The journal CNS Spectrums reported in 2015 that 7.8 percent of people in the United States experienced
“inappropriate, intense, or poorly controlled” anger. This was more common among adult males.

Tools and techniques can help people come to terms with anger triggers and respond to these in more
healthy ways.

In this article, we explore the steps a person can take at home, as well as the therapeutic options
available.

What is anger management?

Catching anger before it reaches full rage is key to managing it effectively.


Anger management involves a range of skills that can help with recognizing the signs of anger and
handling triggers in a positive way.

It requires a person to identify anger at an early stage and to express their needs while remaining calm
and in control.

Managing anger does not involve holding it in or avoiding associated feelings.
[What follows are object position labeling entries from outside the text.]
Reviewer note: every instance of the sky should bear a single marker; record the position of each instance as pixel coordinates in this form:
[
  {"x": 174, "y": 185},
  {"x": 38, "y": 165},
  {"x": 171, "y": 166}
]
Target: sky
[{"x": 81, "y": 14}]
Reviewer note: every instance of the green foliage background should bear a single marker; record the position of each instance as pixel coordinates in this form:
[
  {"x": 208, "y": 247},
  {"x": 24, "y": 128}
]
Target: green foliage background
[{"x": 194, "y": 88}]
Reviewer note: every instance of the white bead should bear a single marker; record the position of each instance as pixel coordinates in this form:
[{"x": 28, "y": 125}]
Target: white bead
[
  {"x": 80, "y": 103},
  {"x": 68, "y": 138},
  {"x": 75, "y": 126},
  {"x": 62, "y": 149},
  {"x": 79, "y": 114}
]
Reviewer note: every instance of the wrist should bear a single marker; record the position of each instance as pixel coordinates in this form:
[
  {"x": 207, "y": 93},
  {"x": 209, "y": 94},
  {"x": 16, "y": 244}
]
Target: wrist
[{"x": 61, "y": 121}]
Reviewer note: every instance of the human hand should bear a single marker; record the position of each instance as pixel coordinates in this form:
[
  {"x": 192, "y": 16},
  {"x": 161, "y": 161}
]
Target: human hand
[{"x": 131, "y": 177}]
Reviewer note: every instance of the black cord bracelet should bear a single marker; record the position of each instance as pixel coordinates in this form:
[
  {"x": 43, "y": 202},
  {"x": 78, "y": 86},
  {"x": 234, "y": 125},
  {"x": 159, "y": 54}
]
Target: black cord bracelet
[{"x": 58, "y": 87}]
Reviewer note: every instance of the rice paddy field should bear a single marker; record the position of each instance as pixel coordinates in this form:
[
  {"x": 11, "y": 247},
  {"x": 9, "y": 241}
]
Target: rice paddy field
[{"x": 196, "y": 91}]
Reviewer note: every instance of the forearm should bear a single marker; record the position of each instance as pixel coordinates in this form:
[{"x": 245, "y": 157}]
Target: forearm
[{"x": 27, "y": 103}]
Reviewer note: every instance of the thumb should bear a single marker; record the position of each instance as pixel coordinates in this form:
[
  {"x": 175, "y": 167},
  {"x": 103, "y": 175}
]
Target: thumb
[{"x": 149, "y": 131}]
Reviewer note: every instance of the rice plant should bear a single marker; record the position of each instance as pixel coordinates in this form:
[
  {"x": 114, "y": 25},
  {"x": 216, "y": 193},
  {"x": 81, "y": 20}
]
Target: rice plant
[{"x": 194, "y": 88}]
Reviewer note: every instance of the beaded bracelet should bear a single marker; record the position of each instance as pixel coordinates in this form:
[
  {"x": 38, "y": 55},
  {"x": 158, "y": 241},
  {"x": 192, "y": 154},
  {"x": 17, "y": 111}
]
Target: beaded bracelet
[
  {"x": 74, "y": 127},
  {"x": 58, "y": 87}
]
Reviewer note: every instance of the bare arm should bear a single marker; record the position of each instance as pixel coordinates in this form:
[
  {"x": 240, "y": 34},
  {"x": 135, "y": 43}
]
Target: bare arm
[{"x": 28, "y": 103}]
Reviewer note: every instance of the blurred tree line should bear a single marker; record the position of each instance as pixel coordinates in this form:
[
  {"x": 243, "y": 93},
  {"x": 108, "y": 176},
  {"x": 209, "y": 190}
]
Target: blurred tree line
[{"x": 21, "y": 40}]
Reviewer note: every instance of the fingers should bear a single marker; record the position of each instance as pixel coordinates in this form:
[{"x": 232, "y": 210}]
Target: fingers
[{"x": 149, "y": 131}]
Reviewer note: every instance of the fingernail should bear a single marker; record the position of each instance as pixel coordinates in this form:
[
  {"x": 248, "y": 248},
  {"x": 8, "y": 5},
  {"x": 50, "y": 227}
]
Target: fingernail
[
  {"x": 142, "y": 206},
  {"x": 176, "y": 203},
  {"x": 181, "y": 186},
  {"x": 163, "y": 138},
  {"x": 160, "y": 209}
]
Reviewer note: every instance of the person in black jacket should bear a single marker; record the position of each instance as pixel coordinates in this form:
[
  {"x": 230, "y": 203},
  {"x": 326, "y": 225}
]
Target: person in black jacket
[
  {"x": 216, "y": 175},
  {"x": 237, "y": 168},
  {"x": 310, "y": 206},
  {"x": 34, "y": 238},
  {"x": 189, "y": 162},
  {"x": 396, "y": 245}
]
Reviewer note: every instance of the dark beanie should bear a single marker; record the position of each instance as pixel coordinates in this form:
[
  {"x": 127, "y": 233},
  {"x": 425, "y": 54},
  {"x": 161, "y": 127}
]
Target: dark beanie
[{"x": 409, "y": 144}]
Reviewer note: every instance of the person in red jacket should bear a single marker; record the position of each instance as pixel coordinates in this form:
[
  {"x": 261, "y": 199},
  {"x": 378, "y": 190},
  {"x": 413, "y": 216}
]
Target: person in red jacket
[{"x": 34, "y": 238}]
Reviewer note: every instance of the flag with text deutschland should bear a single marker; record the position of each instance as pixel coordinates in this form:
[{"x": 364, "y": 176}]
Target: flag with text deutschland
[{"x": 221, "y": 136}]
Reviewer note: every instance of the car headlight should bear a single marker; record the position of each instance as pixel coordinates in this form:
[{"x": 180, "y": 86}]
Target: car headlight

Coping with anger is an acquired skill — almost anyone can learn to control the feelings with time,
patience, and dedication.

When anger is negatively affecting a relationship, and especially if it is leading to violent or otherwise
dangerous behavior, a person may benefit from consulting a mental health professional or attending an
anger management class.

However, there are initial, immediate techniques to try. Some people find that they can resolve these
issues without seeking professional assistance.

Controlling anger

Mind, a major mental health charity in the United Kingdom, identifies three main steps for controlling
anger:

Recognize the early signs of anger.

Give yourself time and space to process the triggers.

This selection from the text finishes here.